Der Einsatz von Beamten war auch Gegenstand des Briefes, den Wirtschaftsminister Sigmar Gabriel - in seiner Eigenschaft als SPD-Vorsitzender - am 4. Mai an Post-Chef Frank Appel geschrieben hatte. Darin zeigte sich Gabriel "beunruhigt" über die Hinweise zum Umgang der Post mit ihren Beschäftigten. Über Appels Antwort gab das Unternehmen keine Auskunft, nur so viel: "Sie können davon ausgehen, dass Herr Appel Schreiben von Politikern an ihn auch beantwortet."

Am Mittwoch hatte die SZ berichtet, dass die Post Druck auf befristet Beschäftigte ausübt, um sie von der Teilnahme an Streiks abzuhalten. Ihnen wurde mit dem Verlust ihres Jobs gedroht. Zudem behielt das Unternehmen mehr vom Lohn der Streikenden ein als zulässig. Auf Anfrage teilte es aber mit, letztere Praxis mit der Lohnzahlung im Juni zu korrigieren und die Differenz zu erstatten.

Den Vorwurf der Einschüchterung wollte Vorstandschef Appel nicht auf sich sitzen lassen. Dieser sei "rufschädigend", er weise ihn "entschieden" zurück, sagte er. Die Post habe Arbeitnehmerrechte immer respektiert und werde das auch weiterhin tun. "So sind bei uns 50 Prozent mehr Betriebsräte für ihre Arbeit freigestellt, als das Gesetz verlangt."

Neue Streiks

Am Mittwoch rief Verdi erneut zum Streik auf, und zwar unter anderem in allen 83 Briefzentren der Post. Die Gewerkschaft fordert für die 140 000 angestellten Mitarbeiter eine Arbeitszeitverkürzung von 38,5 auf 36 Wochenstunden bei vollem Lohnausgleich.

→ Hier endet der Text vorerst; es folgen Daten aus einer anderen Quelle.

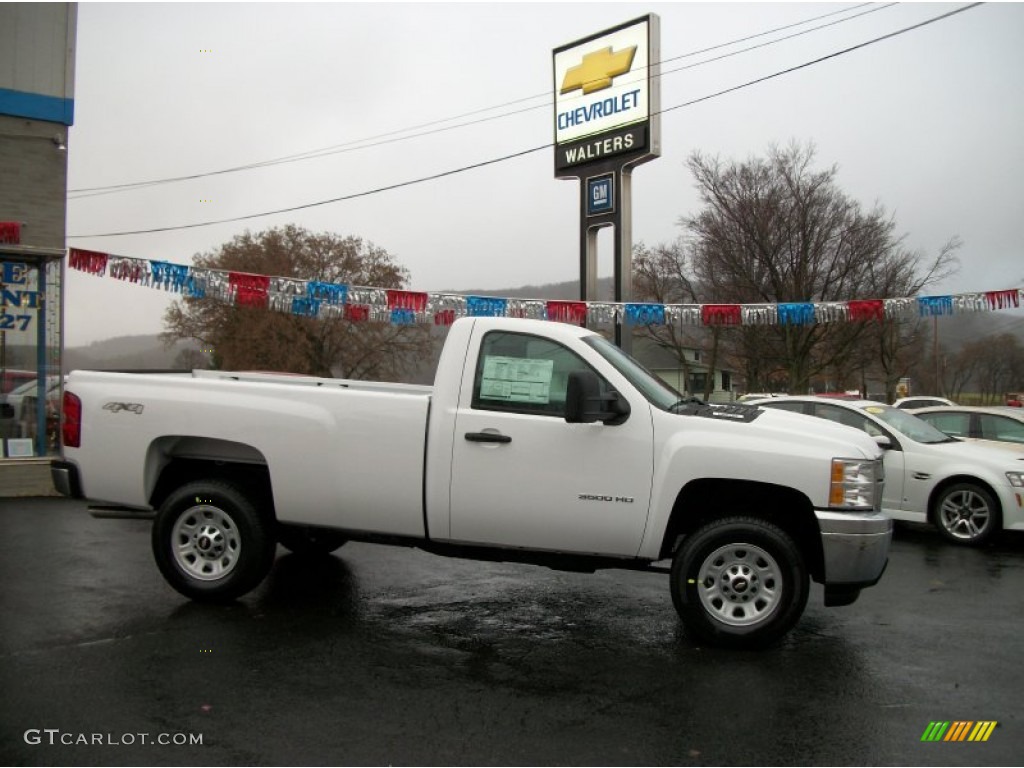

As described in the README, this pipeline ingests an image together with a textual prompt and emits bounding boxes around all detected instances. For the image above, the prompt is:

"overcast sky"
[66,1,1024,346]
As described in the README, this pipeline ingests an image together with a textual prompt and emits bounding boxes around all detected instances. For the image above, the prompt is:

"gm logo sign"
[587,173,615,216]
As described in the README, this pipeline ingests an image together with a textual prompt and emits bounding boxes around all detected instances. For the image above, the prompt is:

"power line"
[67,2,983,239]
[69,2,897,200]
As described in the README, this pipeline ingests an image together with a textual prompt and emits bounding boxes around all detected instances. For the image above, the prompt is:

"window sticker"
[480,354,555,404]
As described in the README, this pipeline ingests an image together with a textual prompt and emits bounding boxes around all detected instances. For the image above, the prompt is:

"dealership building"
[0,3,78,496]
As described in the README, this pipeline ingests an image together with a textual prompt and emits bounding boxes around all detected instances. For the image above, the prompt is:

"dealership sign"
[554,14,659,174]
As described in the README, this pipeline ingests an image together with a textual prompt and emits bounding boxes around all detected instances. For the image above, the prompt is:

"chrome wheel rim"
[171,504,242,582]
[939,489,992,541]
[697,544,782,627]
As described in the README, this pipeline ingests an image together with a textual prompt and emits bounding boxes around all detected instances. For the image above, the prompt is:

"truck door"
[451,331,653,556]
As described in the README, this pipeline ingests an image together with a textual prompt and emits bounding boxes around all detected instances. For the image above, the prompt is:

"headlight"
[828,459,883,509]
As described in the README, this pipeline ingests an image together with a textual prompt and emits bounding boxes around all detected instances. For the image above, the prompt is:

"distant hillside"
[63,335,199,371]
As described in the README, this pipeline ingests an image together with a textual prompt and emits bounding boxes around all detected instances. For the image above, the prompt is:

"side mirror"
[565,371,630,426]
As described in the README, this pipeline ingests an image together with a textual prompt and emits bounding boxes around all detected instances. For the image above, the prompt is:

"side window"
[921,413,971,437]
[473,331,611,418]
[814,402,882,437]
[981,414,1024,443]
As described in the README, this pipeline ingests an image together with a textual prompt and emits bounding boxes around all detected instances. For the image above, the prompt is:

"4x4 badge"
[103,402,144,416]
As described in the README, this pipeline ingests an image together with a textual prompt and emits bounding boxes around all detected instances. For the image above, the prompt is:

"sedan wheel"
[935,482,1001,546]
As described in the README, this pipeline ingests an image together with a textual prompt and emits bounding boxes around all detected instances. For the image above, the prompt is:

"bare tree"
[680,144,958,392]
[162,225,430,380]
[633,241,703,389]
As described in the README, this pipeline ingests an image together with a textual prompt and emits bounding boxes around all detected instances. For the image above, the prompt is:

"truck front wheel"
[153,480,275,602]
[672,517,809,648]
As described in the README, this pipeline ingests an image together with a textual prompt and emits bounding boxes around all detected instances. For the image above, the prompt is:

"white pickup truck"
[52,317,892,647]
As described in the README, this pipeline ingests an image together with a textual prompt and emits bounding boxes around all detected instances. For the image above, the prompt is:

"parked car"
[0,368,36,394]
[755,397,1024,545]
[911,406,1024,454]
[893,395,956,411]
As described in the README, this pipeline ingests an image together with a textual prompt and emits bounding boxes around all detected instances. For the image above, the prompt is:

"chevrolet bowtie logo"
[559,45,637,93]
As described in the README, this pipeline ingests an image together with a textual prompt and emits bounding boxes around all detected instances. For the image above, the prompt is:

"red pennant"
[847,299,886,323]
[344,304,370,323]
[68,248,109,274]
[387,291,430,312]
[0,221,22,246]
[700,304,742,326]
[547,301,587,326]
[985,289,1020,309]
[227,272,270,307]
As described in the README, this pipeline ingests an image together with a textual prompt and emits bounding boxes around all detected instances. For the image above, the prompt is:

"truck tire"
[278,525,348,557]
[672,517,809,648]
[933,482,1002,547]
[153,480,275,602]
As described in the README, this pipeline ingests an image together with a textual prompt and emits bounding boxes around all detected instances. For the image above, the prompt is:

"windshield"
[863,404,956,443]
[584,336,683,411]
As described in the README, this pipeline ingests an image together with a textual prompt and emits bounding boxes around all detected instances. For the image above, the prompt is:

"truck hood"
[673,406,884,459]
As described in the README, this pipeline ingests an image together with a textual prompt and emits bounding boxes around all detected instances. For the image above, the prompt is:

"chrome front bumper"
[814,510,893,588]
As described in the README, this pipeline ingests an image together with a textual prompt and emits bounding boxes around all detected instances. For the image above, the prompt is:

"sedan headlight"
[828,459,884,509]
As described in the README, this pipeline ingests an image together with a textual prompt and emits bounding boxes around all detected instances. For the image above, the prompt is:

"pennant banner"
[68,248,1024,326]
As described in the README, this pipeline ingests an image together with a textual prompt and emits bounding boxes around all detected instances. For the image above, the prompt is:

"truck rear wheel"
[672,517,809,648]
[153,480,274,602]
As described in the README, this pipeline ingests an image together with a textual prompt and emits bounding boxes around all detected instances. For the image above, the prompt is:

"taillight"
[60,390,82,447]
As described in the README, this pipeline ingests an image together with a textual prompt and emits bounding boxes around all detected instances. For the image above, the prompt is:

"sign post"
[554,13,662,352]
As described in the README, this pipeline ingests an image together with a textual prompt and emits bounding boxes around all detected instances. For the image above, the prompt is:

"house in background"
[633,335,736,402]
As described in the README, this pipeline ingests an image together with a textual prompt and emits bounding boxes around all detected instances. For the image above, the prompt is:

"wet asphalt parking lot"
[0,499,1024,766]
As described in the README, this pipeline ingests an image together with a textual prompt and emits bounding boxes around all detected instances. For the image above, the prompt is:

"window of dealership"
[0,243,63,460]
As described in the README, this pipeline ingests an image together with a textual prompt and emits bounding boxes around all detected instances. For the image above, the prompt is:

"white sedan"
[910,406,1024,454]
[750,397,1024,545]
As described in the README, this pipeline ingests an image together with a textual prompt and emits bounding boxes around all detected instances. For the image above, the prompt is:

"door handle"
[466,432,512,442]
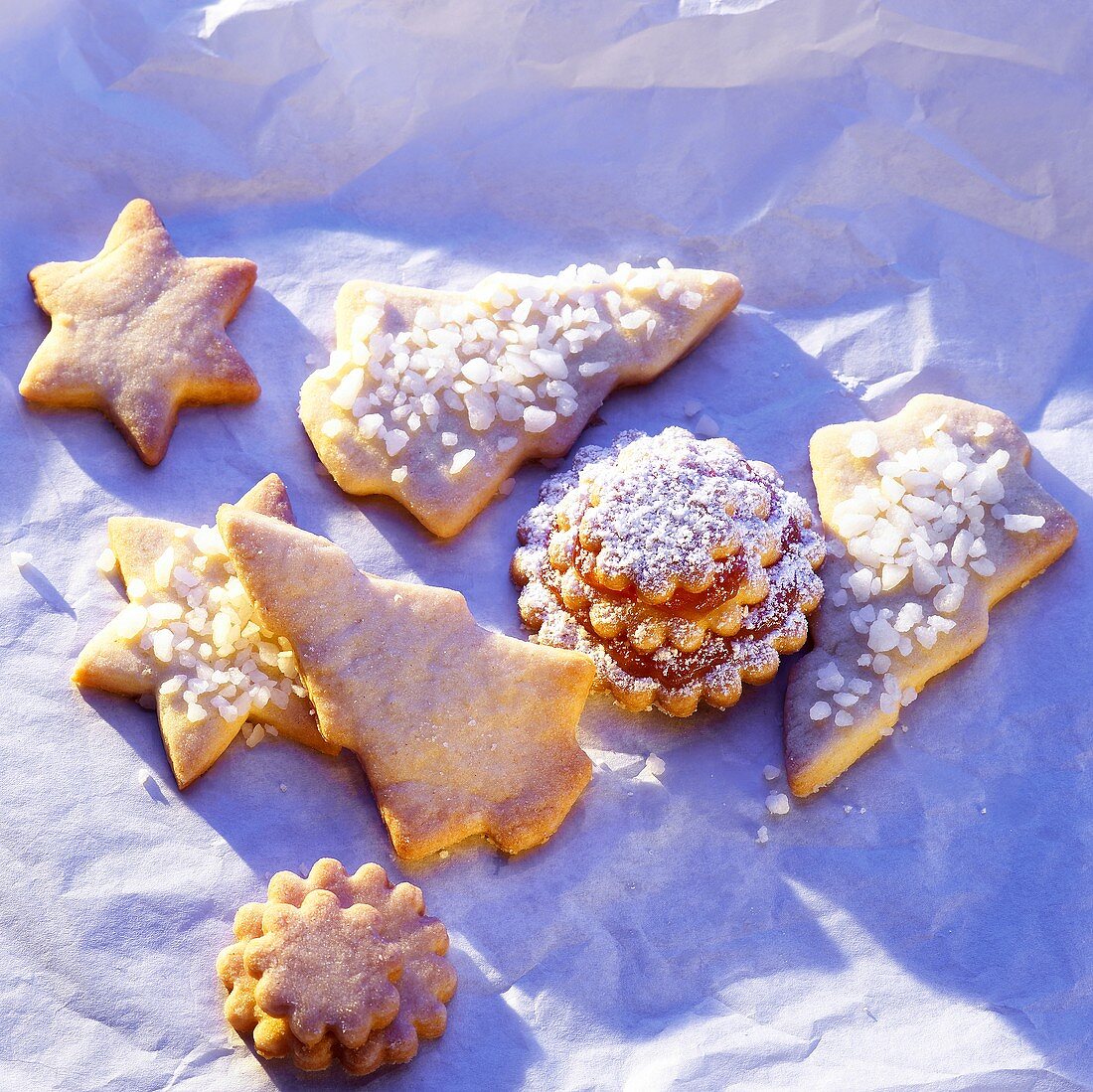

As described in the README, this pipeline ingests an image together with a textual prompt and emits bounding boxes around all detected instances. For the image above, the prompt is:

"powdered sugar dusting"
[513,428,823,716]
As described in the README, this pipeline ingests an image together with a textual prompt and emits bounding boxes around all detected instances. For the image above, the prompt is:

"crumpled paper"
[0,0,1093,1092]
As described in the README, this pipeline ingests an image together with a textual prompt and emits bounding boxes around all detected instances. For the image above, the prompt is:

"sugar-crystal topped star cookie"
[73,474,337,788]
[19,200,260,467]
[218,505,596,858]
[299,260,741,537]
[785,394,1077,796]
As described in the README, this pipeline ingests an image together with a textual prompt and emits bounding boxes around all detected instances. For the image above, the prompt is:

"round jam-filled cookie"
[217,858,456,1077]
[513,428,824,716]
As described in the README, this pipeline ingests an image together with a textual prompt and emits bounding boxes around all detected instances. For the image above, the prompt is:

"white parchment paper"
[0,0,1093,1092]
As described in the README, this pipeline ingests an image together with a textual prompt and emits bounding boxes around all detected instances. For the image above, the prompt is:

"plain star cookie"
[299,260,741,537]
[219,505,594,858]
[217,858,456,1077]
[785,394,1078,796]
[512,428,824,717]
[73,474,337,788]
[19,200,260,467]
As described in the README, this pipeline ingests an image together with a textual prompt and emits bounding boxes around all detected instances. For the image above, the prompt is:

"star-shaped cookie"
[73,474,338,788]
[784,394,1078,796]
[218,505,596,858]
[19,200,260,467]
[299,260,741,537]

Damit reagiert sie auf die Gründung von 49 Billig-Gesellschaften in der Paketzustellung, die die Gewerkschaft für unzulässig hält. Außerdem verlangt sie 5,5 Prozent mehr Geld.

Die Post bietet bisher eine Verlängerung des Schutzes vor betriebsbedingten Kündigungen bis Ende 2018 sowie ein Paket, das nach ihren Angaben eine Kürzung der Wochenarbeitszeit um "durchschnittlich" eine Stunde bei vollem Lohnausgleich bedeutet. Die nächste Verhandlungsrunde ist am 20. und 21. Mai.